Quarot is a PTQ algorithm that enhances model robustness and accuracy by applying a rotation to the weight matrices before quantization. Instead of quantizing weights directly in their original basis, Quarot learns an optimal rotation that aligns the weights with a more quantization-friendly direction. This process reduces the quantization error without requiring full retraining.
The algorithm works by factorizing a rotation matrix (e.g., using SVD or low-rank approximations) and optimizing it on unlabeled calibration data. The rotated weights are quantized, and the inverse rotation is fused back cleverly so that the final computation remains efficient and accurate.

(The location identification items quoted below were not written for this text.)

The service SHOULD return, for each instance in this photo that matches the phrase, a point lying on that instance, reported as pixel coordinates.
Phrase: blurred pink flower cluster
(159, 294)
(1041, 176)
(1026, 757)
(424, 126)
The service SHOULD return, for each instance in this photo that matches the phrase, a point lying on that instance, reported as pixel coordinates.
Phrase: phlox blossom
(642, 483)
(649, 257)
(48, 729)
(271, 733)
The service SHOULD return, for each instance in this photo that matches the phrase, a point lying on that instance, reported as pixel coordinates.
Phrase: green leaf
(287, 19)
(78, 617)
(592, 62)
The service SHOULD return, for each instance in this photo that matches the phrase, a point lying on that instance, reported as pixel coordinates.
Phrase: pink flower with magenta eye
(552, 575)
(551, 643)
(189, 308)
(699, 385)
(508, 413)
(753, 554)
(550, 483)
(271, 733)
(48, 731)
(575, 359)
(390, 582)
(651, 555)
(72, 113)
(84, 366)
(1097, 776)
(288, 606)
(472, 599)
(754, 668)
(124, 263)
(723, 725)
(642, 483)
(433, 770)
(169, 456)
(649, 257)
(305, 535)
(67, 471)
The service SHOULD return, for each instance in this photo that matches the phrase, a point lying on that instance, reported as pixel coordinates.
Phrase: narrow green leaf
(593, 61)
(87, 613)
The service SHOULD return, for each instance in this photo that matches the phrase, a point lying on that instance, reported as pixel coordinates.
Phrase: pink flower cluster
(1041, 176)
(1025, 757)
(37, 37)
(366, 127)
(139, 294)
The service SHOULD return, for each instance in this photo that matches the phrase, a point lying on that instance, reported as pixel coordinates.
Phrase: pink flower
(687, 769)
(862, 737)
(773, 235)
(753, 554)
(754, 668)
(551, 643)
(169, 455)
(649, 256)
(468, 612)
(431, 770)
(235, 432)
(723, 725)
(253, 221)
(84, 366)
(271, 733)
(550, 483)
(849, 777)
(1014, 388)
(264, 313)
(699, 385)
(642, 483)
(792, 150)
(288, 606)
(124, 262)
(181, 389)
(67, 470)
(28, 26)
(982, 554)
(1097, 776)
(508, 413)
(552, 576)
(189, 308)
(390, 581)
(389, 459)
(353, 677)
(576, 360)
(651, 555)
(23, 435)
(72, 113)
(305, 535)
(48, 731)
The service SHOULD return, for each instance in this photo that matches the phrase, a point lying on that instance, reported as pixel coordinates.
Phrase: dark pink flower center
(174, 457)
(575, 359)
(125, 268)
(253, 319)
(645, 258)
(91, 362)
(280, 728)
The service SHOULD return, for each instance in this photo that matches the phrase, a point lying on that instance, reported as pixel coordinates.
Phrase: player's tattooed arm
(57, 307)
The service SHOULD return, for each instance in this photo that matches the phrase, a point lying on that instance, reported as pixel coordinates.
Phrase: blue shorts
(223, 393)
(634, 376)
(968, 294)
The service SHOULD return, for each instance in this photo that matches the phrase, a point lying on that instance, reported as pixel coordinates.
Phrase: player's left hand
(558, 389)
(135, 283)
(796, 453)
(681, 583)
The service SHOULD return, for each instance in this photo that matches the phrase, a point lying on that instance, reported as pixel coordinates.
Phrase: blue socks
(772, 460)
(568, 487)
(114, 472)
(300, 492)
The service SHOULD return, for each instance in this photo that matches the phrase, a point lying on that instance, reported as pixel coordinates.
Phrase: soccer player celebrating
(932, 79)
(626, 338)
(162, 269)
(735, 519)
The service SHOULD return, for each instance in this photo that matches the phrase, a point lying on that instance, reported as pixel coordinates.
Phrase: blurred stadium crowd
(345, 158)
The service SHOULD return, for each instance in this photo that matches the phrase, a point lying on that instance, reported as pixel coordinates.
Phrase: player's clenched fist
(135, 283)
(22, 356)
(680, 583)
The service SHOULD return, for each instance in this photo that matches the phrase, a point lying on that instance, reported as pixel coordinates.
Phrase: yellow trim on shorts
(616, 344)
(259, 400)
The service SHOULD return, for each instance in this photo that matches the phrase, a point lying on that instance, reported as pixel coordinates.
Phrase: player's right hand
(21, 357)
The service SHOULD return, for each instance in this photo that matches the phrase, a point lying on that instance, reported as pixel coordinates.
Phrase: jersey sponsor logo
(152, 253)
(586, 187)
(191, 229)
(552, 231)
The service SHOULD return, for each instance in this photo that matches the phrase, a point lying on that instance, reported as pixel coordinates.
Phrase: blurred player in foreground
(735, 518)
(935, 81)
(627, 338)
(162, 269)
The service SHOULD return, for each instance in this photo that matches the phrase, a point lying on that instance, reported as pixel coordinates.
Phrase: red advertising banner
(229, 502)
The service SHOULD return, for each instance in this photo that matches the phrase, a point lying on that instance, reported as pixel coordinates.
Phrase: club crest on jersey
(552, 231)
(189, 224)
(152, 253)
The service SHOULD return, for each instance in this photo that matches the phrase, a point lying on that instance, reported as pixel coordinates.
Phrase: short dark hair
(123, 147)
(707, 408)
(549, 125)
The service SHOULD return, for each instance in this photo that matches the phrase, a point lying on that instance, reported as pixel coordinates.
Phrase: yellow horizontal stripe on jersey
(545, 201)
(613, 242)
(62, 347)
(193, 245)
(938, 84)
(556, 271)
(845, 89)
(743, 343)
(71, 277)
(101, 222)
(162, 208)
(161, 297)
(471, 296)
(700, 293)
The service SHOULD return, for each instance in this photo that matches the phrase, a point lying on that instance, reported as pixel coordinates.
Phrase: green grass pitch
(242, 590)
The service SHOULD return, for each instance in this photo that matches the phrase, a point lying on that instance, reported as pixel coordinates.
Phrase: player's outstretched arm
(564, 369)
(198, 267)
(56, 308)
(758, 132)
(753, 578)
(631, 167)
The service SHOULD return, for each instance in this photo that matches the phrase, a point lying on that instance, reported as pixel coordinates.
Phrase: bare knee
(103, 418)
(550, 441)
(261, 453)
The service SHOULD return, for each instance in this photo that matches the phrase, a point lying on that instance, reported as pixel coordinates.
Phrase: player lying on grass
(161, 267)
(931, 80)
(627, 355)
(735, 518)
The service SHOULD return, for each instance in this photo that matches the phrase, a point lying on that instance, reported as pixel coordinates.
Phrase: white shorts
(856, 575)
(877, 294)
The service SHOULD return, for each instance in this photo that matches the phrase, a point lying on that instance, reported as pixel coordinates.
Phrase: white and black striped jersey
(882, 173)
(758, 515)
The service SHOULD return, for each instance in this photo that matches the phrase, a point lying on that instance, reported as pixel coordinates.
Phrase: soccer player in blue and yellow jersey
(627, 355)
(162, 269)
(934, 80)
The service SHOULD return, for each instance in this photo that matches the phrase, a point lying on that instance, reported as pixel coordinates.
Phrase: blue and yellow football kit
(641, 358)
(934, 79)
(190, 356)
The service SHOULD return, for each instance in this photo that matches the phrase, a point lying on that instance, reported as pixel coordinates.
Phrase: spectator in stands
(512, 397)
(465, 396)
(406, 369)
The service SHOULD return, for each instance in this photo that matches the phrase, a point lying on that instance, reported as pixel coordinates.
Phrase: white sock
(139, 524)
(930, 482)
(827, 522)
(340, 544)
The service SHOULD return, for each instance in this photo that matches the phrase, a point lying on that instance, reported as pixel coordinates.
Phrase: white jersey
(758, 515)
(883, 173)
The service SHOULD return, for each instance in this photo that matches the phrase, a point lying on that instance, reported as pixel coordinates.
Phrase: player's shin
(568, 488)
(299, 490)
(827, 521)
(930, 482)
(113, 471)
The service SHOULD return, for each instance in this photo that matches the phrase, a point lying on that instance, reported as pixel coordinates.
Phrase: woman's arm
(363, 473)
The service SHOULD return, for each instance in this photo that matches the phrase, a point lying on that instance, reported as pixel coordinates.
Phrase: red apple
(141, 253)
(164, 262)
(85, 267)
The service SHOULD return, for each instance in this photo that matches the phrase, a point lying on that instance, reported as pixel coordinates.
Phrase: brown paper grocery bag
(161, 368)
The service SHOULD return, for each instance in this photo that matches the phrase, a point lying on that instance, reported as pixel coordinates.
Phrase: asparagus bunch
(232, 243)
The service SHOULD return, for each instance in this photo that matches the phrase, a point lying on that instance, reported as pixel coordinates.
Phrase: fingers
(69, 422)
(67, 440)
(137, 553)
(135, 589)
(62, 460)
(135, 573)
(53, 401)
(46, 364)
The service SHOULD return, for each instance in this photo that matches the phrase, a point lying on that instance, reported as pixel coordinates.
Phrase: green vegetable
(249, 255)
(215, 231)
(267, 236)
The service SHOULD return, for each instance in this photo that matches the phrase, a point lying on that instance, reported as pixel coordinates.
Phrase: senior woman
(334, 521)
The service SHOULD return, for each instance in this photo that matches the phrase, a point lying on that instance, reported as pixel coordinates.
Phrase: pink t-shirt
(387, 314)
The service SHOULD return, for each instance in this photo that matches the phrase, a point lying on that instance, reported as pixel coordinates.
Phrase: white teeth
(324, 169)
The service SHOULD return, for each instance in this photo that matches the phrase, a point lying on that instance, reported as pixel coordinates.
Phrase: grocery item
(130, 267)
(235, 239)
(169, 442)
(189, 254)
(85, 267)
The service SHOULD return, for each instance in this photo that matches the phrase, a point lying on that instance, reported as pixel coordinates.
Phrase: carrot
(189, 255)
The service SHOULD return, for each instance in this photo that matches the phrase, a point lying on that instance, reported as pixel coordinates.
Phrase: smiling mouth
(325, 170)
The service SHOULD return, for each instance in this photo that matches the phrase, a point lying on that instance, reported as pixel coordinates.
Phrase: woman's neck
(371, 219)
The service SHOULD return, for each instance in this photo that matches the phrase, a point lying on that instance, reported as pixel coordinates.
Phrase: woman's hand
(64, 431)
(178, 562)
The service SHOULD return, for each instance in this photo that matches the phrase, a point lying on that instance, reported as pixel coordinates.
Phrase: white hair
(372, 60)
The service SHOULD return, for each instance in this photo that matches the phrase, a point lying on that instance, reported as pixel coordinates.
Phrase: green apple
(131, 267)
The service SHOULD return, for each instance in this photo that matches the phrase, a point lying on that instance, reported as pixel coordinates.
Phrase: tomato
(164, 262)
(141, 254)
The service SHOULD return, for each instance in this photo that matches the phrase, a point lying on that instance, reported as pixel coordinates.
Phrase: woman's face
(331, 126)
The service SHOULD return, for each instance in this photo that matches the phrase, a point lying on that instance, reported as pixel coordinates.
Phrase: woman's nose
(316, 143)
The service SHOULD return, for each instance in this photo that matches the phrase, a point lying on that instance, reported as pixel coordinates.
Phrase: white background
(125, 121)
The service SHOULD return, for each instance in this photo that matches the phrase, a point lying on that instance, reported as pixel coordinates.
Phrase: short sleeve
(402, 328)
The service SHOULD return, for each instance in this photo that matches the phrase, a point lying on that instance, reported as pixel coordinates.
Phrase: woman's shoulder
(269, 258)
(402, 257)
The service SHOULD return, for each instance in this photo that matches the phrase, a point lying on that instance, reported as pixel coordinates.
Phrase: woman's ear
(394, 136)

By leveraging the structure of the weight distribution and introducing minimal additional overhead, Quarot significantly improves quantization performance—especially in low-bit regimes such as INT4. It’s particularly effective for transformer-based models or MLPs, where preserving fine-grained relationships between weights is crucial for maintaining performance.
- Parameters:
r_matrix_dim (int) – The dimension of constructing rotation matrix. Defaults to 4096.
use_random_had (bool) – If True, the rotation matrix will be generated by the random Hadamard scheme. Defaults to False.
r_config_path (Optional[str]) – The path of rotation config file. This is necessary when using QuaRot. Defaults to None.